Ghosts in BerlinJul 30, 2012 at 03:06:44 PM
I read a very moving story about residents of an upscale apartment building in Berlin who began to ask themselves the question: Did Jews used to live in this building? And what ever became of them?
They took the question seriously and conducted a mammoth worldwide hunt to find out the fate of those who inhabited their apartments – some of the 160,000 Jews who lived in Berlin prior to Hitler's rise to power.
The impetus for this project occurred when Peter Schulz, a resident of the building was viewing an exhibition on Jews before World War II. Suddenly he found himself standing in front of a photograph of two children standing on a balcony – Schulz's very own balcony.
He became obsessed with finding out the identity of those two children. After much research, he discovered that one of them, Werner Vohs, died aged 17 at Auschwitz. The girl in the photo, his sister Margot, was the only survivor among her immediate family. She lives today in Peru.

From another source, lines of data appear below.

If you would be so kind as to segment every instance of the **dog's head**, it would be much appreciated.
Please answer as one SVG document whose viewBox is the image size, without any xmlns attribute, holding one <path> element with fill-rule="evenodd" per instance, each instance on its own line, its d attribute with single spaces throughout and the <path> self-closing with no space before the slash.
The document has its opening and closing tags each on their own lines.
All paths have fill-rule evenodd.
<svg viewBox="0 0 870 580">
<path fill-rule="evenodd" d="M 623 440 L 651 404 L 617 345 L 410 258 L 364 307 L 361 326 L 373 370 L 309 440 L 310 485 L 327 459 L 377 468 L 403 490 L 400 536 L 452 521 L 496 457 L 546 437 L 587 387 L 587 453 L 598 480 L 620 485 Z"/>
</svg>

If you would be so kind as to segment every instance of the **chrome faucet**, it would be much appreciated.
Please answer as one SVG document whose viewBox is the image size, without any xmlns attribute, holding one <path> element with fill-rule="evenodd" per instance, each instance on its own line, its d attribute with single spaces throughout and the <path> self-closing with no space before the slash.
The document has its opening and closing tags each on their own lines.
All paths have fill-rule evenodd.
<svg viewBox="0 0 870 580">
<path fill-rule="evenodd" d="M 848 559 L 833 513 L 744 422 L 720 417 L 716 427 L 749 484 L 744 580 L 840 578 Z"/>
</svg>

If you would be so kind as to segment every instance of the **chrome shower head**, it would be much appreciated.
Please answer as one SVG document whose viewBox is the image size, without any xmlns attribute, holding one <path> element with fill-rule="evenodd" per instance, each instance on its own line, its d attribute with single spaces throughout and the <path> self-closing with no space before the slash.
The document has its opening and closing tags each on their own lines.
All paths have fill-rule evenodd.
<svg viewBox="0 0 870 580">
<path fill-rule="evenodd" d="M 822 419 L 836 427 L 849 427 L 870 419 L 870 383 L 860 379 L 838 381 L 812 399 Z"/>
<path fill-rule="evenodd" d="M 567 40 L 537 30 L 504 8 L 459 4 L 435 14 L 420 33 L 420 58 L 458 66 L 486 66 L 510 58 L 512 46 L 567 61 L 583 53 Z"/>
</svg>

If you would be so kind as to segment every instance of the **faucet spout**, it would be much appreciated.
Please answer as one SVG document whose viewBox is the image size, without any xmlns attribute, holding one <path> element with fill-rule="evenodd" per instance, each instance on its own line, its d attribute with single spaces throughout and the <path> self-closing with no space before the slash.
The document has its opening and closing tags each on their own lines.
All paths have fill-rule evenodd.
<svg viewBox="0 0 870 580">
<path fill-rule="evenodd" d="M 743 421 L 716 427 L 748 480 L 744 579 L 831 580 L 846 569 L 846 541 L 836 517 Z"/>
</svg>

Schulz called a meeting of the other tenants and enlisted them in his project. It took three years of painstaking research to track down the former tenants, with hundreds of hours spent combing through city archives, and sending letters all over the world to gather information.
In all, they discovered that 28 residents of their building had been driven out by the Nazis. Most were murdered at Auschwitz, Theresienstadt or Treblinka.
One of the former residents, Kurt Landsberger, was 18 when he was forced to leave the building. Landsberger is now 90 years old and lives in New Jersey.
When he was located by the current residents, they invited Landsberger to come visit his old apartment. Landsberger flew to Berlin, where he received an emotional tour of the place where he grew up.
As a culmination of the project, the residents have hung a permanent plaque at the entrance of the building, listing each of the 28 names of the former Jewish residents.
Says resident Gabrielle Pfaff: "I was born in 1949 and I often asked my parents what they did under the Nazis. My parents' generation closed its eyes. I want to make sure that such a crime never happens again."